Hi! Im trying to connect arduino with touch directly, without any other program disturbing around. What I need is a serial port operator, that goes in double sense. I tried to use CHOP serial and it sees the arduino but doesn’t receive anything. So, im thinking, am I missing something? or can I program it to traduce the ascii messages?
or perhaps perhaps… can you make it for me?
We’ve done some interfacing with an Arduino very recently.
The serial CHOP does receive messages, but it only accepts ascii digits in return.
So for example if the Arduino reported back ‘1’ ‘3’ ‘5’ ‘\n’ Then the CHOP channel
would hold a value of 135.
We’ve also recently added a Serial DAT which can be used to receive and send any type of
data and operates in a separate thread, so its a little more useful.
The DAT is pretty new, so it could benefit from some more testing on our side.
Hello!
We write u (me and carotravi) after a great weekend of workshop with Arduino.
Finally we found a good way to send and receive Datas from Arduino to Touch, waiting for the Serial DAT which is not avaible at the moment .

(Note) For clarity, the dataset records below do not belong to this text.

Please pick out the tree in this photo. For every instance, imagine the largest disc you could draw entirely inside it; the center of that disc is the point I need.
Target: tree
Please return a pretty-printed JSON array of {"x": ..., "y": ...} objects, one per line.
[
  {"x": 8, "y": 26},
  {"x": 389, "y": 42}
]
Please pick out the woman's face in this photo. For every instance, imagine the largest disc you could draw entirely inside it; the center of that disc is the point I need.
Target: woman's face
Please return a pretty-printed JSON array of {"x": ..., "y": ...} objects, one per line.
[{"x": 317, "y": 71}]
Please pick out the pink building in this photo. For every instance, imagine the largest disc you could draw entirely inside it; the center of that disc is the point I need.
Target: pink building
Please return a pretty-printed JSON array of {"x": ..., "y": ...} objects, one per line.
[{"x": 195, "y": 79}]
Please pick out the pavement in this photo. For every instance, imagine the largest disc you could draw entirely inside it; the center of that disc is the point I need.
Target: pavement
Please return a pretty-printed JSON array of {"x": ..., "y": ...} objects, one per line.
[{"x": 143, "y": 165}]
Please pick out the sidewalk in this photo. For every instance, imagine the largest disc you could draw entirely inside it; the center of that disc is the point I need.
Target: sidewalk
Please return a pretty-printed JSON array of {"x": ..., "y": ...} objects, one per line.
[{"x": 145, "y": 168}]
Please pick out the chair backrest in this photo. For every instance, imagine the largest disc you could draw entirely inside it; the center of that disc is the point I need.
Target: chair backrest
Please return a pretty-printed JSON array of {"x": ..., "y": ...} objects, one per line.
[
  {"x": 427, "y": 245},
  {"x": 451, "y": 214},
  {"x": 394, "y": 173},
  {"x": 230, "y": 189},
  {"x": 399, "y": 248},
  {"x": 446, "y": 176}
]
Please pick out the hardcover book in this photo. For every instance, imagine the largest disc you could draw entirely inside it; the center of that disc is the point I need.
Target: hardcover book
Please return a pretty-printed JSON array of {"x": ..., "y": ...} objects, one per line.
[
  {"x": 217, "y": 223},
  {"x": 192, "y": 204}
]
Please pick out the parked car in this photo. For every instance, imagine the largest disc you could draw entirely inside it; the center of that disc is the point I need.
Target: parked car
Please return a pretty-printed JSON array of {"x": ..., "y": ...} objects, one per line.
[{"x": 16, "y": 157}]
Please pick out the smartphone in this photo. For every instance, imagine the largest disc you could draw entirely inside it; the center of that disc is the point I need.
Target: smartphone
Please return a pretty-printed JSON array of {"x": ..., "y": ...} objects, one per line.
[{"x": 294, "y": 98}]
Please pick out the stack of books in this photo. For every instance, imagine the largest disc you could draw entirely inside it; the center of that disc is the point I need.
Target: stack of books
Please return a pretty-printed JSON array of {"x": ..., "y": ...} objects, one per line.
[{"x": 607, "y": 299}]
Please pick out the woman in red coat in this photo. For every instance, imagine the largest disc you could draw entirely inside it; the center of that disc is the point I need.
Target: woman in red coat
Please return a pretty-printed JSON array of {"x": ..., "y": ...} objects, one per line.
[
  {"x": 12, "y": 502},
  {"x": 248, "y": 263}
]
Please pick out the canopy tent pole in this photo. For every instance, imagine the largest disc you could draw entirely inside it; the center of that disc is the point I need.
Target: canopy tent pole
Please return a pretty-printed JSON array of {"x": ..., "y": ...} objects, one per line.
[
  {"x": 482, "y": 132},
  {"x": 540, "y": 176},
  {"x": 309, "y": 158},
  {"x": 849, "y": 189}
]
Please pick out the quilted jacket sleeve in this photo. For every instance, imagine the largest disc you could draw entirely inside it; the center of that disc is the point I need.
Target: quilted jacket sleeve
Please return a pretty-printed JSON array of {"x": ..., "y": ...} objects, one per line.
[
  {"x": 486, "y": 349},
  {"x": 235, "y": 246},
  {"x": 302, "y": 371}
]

Using a CHOP OSCin/out and a script of Processing which translate the OscMessages in ascii messages, we started to control 5 LEDs from Touch, and to control a little visual using a lightsensor (or photo resistance).
Everythings works fine without crashing!
but…
Datas from Arduino to Touch are in real-time, and datas from Touch to Arduino have a delay of 8 seconds (at the moment we don’t know how to fix it).
We built up in processing (with the help of Massimo Banzi) a patch who recognize the number of the Pin from the string of the channel’s name, so we have 14 Analogwrite which are written like this:
/AnalogWrite/0 “value”
/AnalogWrite/1 “value”
/AnalogWrite/2 "value
…
and 6 AnalogRead which are written like this:
/AnalogRead/0 “value”
/AnalogRead/1 “value”
/AnalogRead/2 “value”
…
Backslashes divide strings from numbers so we can use the single number as an integer and send it to the right Pin!
There might be another option. Not sure if the following works good (or at all), but to me it sounds that this arduino libary recotana.com/recotanablog/?page_id=222
makes an arduino directly understand OSC
Just a shot in the dark, but maybe it’s helpfull to get better/faster communication
What hardware are you building by the way?
cheers
Akeem
Hi Nima + Caro.
Thats a great solution you find to communicate with Touch.
Love the pictures.
There is also an OSC In DAT which gives you a more direct route back from the OSC link.
As for the outgoing delay, does the whole interface lock up / stop for this time,
or does the data just appear suddenly?